I don’t want to get into this whole Sarah Palin-insipired argument, where you like her because she’s like us and we don’t care if she’s not qualified, she’s not “elitist.” We have to very careful when we talk about low brow that we’re not talking about elitism. So that the artists involved are in fact trained and educated, once again, for the right reasons.

But, on the flipside, what’s really creepy in the art world, is that there is this certain bizzaro logic that artists like Elizabeth Peyton or Banks Violet are somehow the connection that out-of-touch collectors have with the youth culture. People think that Banks Violet is actually cool. When in actual fact, if he ever went to one of these heavy-metal concerts, he’d be beat up. So, there’s a total sense of falseness that these artists are tapping into. The high tapping the low, but it’s fake.

I remember at one point I was talking with an artist friend about what was happening in cartooning with manga, which is truly revolutionary.
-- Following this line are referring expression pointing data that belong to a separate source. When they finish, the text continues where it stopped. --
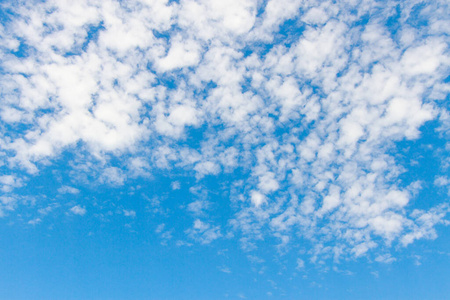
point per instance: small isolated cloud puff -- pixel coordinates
(78, 210)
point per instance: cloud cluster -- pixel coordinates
(306, 98)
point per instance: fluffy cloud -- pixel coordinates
(310, 115)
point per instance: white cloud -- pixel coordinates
(311, 119)
(129, 213)
(68, 190)
(78, 210)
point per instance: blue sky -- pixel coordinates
(241, 149)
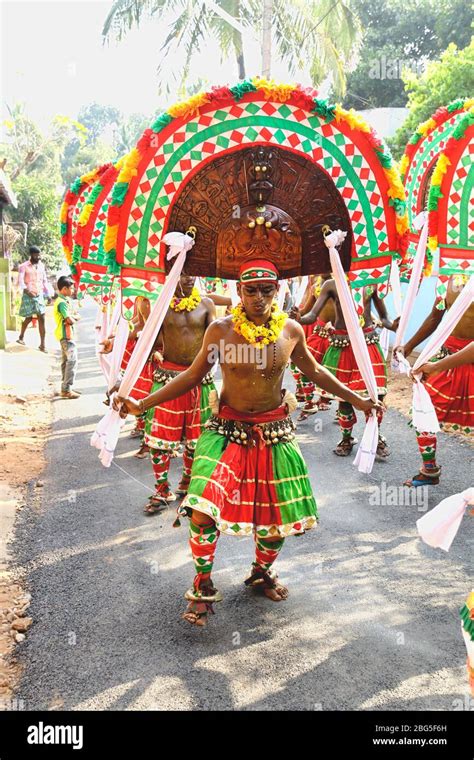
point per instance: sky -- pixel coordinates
(53, 59)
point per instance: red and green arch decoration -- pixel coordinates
(88, 256)
(73, 202)
(251, 113)
(451, 206)
(417, 165)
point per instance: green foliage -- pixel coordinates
(399, 37)
(38, 206)
(320, 34)
(97, 118)
(33, 164)
(87, 158)
(443, 81)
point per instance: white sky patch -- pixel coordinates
(53, 59)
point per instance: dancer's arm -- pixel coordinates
(181, 384)
(323, 378)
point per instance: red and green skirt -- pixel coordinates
(340, 360)
(452, 392)
(256, 487)
(182, 419)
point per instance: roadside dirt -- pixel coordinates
(25, 417)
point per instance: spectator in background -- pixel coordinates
(34, 285)
(64, 332)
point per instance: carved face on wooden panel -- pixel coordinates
(260, 202)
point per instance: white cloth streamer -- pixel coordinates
(438, 527)
(367, 450)
(424, 415)
(107, 432)
(412, 291)
(282, 291)
(234, 296)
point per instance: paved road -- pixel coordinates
(371, 621)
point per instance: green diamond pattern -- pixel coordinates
(279, 136)
(284, 111)
(222, 141)
(252, 108)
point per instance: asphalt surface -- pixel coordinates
(372, 617)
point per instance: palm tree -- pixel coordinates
(322, 36)
(195, 22)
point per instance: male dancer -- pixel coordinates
(181, 419)
(248, 476)
(340, 360)
(317, 338)
(451, 388)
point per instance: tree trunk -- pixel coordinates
(267, 37)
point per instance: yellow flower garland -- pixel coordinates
(186, 303)
(258, 335)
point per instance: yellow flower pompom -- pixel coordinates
(189, 107)
(85, 214)
(441, 169)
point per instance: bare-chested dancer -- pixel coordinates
(317, 338)
(340, 360)
(248, 476)
(451, 387)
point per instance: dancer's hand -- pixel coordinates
(395, 324)
(108, 344)
(426, 370)
(126, 406)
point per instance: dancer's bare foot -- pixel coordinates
(200, 603)
(277, 594)
(196, 614)
(267, 581)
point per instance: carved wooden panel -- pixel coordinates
(264, 202)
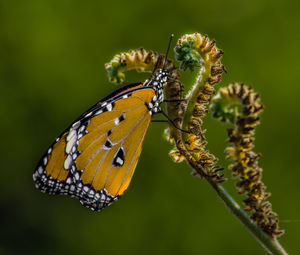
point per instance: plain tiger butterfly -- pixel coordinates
(94, 159)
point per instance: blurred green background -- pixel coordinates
(52, 56)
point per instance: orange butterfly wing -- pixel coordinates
(94, 160)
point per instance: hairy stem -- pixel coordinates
(270, 244)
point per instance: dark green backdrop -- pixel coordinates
(52, 56)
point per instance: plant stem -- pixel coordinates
(270, 244)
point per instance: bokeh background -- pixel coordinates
(52, 56)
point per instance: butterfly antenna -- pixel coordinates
(166, 57)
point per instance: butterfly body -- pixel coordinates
(95, 157)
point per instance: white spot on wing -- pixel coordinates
(68, 162)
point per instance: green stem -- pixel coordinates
(270, 244)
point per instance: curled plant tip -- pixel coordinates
(238, 104)
(139, 60)
(195, 51)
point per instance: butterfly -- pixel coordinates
(94, 159)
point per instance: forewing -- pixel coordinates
(95, 158)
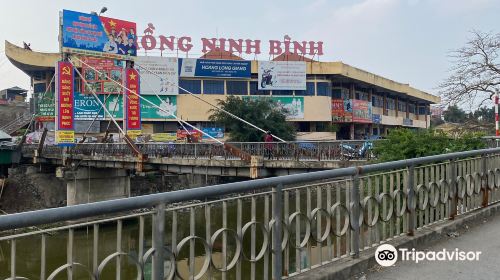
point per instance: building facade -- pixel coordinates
(338, 97)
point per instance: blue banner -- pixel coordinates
(215, 132)
(87, 108)
(93, 35)
(193, 67)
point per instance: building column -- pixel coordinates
(385, 111)
(86, 185)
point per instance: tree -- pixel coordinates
(475, 74)
(404, 144)
(454, 114)
(262, 112)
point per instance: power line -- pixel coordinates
(147, 101)
(214, 106)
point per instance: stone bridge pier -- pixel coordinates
(88, 184)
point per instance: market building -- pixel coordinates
(351, 102)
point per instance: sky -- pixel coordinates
(404, 40)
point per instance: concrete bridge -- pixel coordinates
(107, 167)
(321, 224)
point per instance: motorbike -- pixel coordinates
(348, 152)
(267, 78)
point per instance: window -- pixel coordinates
(336, 93)
(323, 89)
(282, 92)
(361, 95)
(310, 90)
(213, 87)
(377, 101)
(411, 108)
(237, 87)
(254, 90)
(194, 86)
(422, 110)
(391, 104)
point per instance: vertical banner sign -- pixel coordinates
(132, 103)
(65, 133)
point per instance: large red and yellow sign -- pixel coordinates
(64, 103)
(132, 103)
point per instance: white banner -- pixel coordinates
(158, 74)
(282, 75)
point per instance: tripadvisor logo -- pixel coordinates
(387, 255)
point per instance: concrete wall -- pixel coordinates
(96, 184)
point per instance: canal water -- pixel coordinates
(28, 249)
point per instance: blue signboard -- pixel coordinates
(87, 107)
(90, 34)
(215, 132)
(217, 68)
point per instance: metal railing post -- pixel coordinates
(277, 236)
(158, 237)
(454, 188)
(411, 200)
(484, 180)
(355, 237)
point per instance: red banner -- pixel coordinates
(65, 90)
(195, 134)
(341, 110)
(105, 79)
(132, 101)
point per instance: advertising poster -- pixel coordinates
(87, 126)
(164, 137)
(64, 103)
(167, 103)
(45, 107)
(294, 105)
(94, 35)
(282, 75)
(182, 135)
(87, 107)
(132, 103)
(101, 81)
(362, 111)
(114, 104)
(159, 75)
(341, 110)
(216, 68)
(215, 132)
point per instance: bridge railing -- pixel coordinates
(299, 151)
(259, 229)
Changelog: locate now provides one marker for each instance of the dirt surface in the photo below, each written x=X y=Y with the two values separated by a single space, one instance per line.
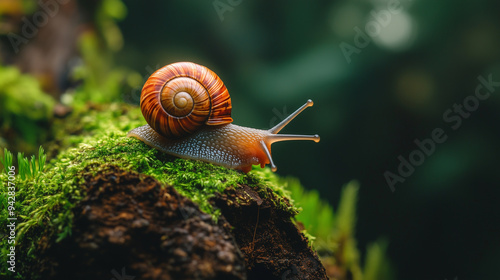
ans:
x=130 y=227
x=273 y=246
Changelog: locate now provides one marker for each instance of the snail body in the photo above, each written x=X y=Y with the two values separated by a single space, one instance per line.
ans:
x=188 y=110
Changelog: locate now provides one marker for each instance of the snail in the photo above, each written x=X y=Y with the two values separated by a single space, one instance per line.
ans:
x=188 y=111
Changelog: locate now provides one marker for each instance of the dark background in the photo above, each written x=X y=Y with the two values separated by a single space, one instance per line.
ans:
x=442 y=222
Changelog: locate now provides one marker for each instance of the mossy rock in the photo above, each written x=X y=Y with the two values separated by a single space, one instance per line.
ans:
x=109 y=206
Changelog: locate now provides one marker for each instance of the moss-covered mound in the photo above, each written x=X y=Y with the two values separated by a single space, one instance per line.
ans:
x=106 y=205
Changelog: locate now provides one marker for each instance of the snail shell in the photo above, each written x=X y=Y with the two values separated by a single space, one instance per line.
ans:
x=180 y=98
x=188 y=111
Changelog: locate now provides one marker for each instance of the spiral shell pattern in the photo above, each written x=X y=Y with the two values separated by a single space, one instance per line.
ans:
x=181 y=97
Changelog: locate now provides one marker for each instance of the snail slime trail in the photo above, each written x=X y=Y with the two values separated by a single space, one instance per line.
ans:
x=188 y=111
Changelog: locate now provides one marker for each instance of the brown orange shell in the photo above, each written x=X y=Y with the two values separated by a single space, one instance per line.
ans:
x=181 y=97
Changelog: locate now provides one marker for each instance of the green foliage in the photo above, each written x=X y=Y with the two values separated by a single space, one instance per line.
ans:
x=333 y=235
x=7 y=159
x=376 y=264
x=29 y=169
x=316 y=215
x=24 y=107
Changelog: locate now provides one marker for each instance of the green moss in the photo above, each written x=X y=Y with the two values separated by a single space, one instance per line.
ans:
x=25 y=109
x=91 y=140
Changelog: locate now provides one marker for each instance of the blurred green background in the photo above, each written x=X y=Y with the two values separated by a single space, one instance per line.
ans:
x=382 y=74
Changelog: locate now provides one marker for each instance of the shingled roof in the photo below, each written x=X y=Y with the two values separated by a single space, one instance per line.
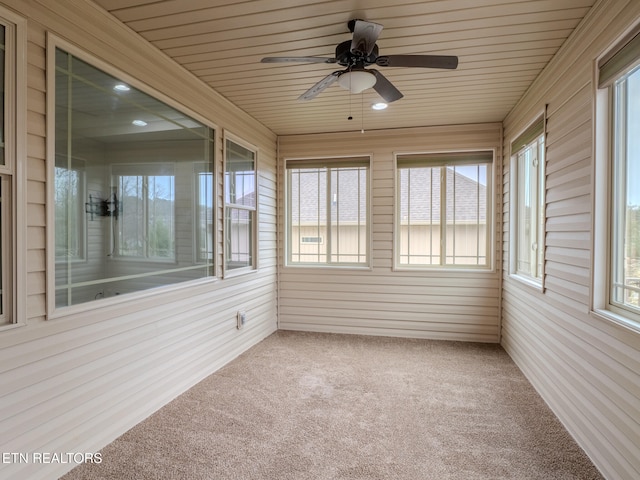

At that point, Marian Boesky had Murakami’s show of his art assistants doing manga work, and she said, “Oh! You have to send all of your students over to see this show!” And it’s like, uh, why should I send them? That show is the fake version, the commodified version, the whimpy version to appeal to rich, uptight collectors! It’s not anything authentic. What’s authentic is in ‘zines coming out. It’s like saying, “oh you like punk rock? There’s that Mama Mia on Broadway you should see.” What’s happening is that there’s these highfalutin, rich art kids going to these fancy schools, hooking into a little bit of pop culture and doing their first few shows on it. You walk into these shows and it’s like, “oh, ok. You’re doing a skateboard ramp. Isn’t that fantastic.” So, you know these tired, old collectors can feel like they know what’s going on with “kids today.” It’s sad.
I chose to dwell in academia because it’s a world of ideas and not a world of commerce. 

All of these issues are things that I’ve had to wrestle with a lot, because I’ve been doing a traditional, fine art trajectory and creating work that doesn’t necessarily fit into any of these boxes. If you were to define what Low Brow art is, and start putting people into these boxes, than I don’t think I would fit in there, even if people lump me in to that category. First of all, because I’m gay. Everyone in the movement is a straight male doing images of girls. Or girls doing images of themselves. Essentially there’s an underlying misogyny that I don’t agree with, and that my work doesn’t reflect. I’m getting sick of seeing all these Christina Ricci portraits with surrealist bells and whistles attached. I’m over it. If that’s considered a movement, then what are we left with? Who’s included and who isn’t? It’s going to be interesting to see what kind of an impact this art will actually have.

1 Woodruff has often referenced the AIDS epidemic in his work, such as in his series The Secret Charts (1994) and Apple Canon (1996).